Test-Time Learning and Inference-Time Deliberation for Efficiency-First Offline Reinforcement Learning in Care Coordination and Population Health Management
This work addresses efficiency and adaptability in care coordination for Medicaid and safety-net populations, but it is incremental as it builds on existing offline RL methods with specific enhancements.
The paper tackled the problem of optimizing care coordination and population health management by proposing a lightweight offline reinforcement learning approach that uses test-time learning and inference-time deliberation to balance efficiency and adaptability. The result was stable value estimates with predictable efficiency trade-offs and subgroup auditing on an operational dataset.
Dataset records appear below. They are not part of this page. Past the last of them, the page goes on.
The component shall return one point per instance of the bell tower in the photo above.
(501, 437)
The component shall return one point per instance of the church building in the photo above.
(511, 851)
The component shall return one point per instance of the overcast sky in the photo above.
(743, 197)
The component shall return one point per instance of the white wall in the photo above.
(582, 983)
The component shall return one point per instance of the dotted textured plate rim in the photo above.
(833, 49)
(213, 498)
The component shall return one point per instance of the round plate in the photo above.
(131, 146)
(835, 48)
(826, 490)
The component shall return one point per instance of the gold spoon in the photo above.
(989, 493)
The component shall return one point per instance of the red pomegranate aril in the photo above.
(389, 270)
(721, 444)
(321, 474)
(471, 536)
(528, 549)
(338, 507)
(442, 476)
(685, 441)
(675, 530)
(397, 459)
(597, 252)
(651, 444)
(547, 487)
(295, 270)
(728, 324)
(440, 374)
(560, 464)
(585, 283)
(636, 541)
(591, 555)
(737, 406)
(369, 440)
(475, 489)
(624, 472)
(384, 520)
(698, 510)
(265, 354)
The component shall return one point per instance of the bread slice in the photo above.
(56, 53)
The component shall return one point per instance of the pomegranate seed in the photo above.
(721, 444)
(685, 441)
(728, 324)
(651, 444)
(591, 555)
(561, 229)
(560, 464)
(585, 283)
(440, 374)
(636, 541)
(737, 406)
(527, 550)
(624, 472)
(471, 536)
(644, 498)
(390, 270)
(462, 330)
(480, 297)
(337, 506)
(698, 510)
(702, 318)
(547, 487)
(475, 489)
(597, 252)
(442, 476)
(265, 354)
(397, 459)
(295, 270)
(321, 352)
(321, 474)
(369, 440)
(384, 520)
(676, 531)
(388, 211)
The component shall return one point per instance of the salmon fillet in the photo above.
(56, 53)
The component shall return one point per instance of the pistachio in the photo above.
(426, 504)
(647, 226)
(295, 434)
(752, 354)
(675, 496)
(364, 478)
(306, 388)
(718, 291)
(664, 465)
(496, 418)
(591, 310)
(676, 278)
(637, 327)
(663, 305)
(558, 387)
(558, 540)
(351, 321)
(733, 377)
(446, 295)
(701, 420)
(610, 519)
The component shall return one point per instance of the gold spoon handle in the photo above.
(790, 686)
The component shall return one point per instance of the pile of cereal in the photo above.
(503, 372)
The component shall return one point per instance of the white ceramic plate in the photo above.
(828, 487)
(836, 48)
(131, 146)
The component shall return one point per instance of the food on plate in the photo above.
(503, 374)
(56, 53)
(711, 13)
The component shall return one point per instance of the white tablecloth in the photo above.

Care coordination and population health management programs serve large Medicaid and safety-net populations and must be auditable, efficient, and adaptable. While clinical risk for outreach modalities is typically low, time and opportunity costs differ substantially across text, phone, video, and in-person visits. We propose a lightweight offline reinforcement learning (RL) approach that augments trained policies with (i) test-time learning via local neighborhood calibration, and (ii) inference-time deliberation via a small Q-ensemble that incorporates predictive uncertainty and time/effort cost. The method exposes transparent dials for neighborhood size and uncertainty/cost penalties and preserves an auditable training pipeline. Evaluated on a de-identified operational dataset, TTL+ITD achieves stable value estimates with predictable efficiency trade-offs and subgroup auditing.